しかし、長年 FileMaker を使っている人でも、使える知識はやはり作業で必要になった知識に限られてしまい、
検索に関してももしかすると FileMaker に備わっている機能をフルに使いこなせていないかもしれません。
この記事では、高度なテクニックまでは踏み込みませんが、FileMaker 19 に備わっている基本的な検索の方法について整理していこうと思います。
参考資料
この記事は主に Claris 社が提供している FileMaker オンライン学習初級編の 4, 6 章を参考に作成しています。
オンライン学習の動画も Youtube にアップロードされているので、そちらもぜひ参考にしてください。
また、サンプルファイルもこのオンライン学習の演習ファイルを用いています。
検索モードでの検索
検索にまつわる用語を確認したあとに検索の方法について整理していきます。
用語の整理
キーワード
検索をする際に入力する単語です。
日本語は中間一致(単語内のどこかにそのキーワードと一致するかどうか)、
英単語は前方一致(単語の先頭がそのキーワードと一致するかどうか)
で判定されることに注意しましょう。
対象レコード
検索条件を満たすレコードたちのことです。
対象レコード数は左上のわっかのところで確認ができます。
また、「すべてを表示」から対象レコードを全レコードにすることができます。
1 つのフィールドについて 1 つの値で検索(一番簡単な検索)
検索モードに移行します。「検索」ボタンを押すか、Ctrl
+ F (⌘
+ F )で検索モードに移行します。
検索したいフィールドに検索したいキーワードを入力し、
検索実行ボタンを押します。
例では対象レコードは 13434 レコード中の 416 レコード。
ふりがなフィールドで「なか」を中間一致で検索しているので、「なか」から始まる人だけでなく、
「かわなか」「はたなか」などの「なか」を先頭でないところにも含むレコードも
検索の対象となっていることに注意しましょう。
除外検索(NOT 検索)
検索モードに移行します。
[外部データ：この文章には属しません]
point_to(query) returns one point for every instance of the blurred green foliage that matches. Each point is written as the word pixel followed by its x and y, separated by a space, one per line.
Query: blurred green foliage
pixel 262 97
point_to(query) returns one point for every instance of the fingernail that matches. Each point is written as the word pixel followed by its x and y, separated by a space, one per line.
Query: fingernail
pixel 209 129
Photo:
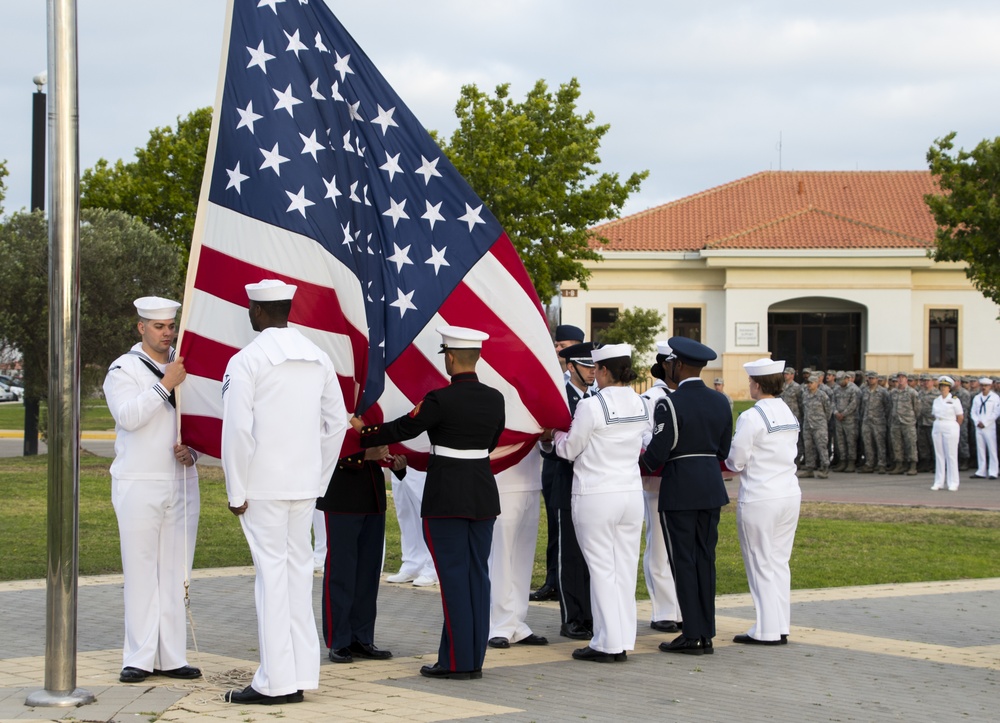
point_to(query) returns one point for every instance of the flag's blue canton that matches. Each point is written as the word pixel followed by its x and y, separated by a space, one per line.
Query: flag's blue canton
pixel 313 139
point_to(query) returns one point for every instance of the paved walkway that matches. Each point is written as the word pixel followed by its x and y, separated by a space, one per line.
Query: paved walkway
pixel 913 652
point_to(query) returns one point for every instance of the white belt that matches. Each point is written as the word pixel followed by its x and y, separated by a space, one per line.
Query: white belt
pixel 441 451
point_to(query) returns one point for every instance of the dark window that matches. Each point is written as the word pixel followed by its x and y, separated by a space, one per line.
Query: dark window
pixel 943 337
pixel 601 319
pixel 687 322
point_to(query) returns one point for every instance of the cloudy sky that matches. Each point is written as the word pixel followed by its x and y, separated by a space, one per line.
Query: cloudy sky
pixel 697 93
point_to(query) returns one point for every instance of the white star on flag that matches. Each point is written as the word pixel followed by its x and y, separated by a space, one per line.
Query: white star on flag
pixel 299 202
pixel 294 44
pixel 428 169
pixel 259 57
pixel 437 259
pixel 235 178
pixel 396 211
pixel 433 214
pixel 471 216
pixel 403 302
pixel 272 159
pixel 247 117
pixel 391 165
pixel 311 145
pixel 384 119
pixel 286 100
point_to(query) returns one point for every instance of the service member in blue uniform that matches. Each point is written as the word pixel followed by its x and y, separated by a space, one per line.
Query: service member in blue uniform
pixel 574 577
pixel 693 433
pixel 354 511
pixel 566 336
pixel 463 421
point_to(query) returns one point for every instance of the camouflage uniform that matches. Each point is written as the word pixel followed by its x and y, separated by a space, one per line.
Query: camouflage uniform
pixel 925 423
pixel 875 408
pixel 845 404
pixel 815 416
pixel 903 429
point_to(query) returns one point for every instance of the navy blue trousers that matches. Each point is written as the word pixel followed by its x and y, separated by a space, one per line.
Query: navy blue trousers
pixel 351 577
pixel 460 549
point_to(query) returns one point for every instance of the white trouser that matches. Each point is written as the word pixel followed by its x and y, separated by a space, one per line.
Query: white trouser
pixel 152 525
pixel 656 564
pixel 945 434
pixel 319 538
pixel 407 495
pixel 986 450
pixel 512 559
pixel 609 530
pixel 278 534
pixel 767 530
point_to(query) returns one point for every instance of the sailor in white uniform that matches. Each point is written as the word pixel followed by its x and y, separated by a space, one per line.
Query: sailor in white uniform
pixel 283 424
pixel 948 417
pixel 984 412
pixel 666 612
pixel 604 442
pixel 154 490
pixel 767 513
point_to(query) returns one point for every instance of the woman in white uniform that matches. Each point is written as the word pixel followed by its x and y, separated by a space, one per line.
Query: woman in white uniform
pixel 767 512
pixel 604 442
pixel 948 418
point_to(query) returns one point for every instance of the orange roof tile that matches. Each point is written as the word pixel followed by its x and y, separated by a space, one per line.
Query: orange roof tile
pixel 788 210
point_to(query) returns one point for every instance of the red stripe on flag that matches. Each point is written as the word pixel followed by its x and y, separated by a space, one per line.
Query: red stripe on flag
pixel 510 357
pixel 204 357
pixel 202 433
pixel 504 252
pixel 315 306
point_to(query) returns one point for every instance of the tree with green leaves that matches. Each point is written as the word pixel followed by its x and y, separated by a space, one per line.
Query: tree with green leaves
pixel 638 327
pixel 162 185
pixel 120 260
pixel 967 211
pixel 533 164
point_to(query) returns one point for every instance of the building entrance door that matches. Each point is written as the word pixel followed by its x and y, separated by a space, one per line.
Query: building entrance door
pixel 819 340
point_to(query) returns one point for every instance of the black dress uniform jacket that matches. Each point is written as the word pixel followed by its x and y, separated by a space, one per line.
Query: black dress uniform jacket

この際、そのまま検索すると、以前の検索条件は破棄されて、
今回新たに指定した検索条件のみで検索されることに注意しましょう。
除外したい内容を入力し、「一致するレコード」をデフォルトの「含める」から「除外」をクリックします。
色が変わったことを確認して検索を実行すると、
ふりがなフィールドに「やま」が含まれないレコードが対象レコードとなる検索結果が表示されます。
今回は 13434 レコード中の 12651 レコードということで、そこまで「やま」が含まれる人は多くなさそうですね。
複数のフィールドについて 1 つの値の組で検索(簡単な AND 検索)
検索モードで、複数のフィールドでそれぞれ検索するキーワードを入力します。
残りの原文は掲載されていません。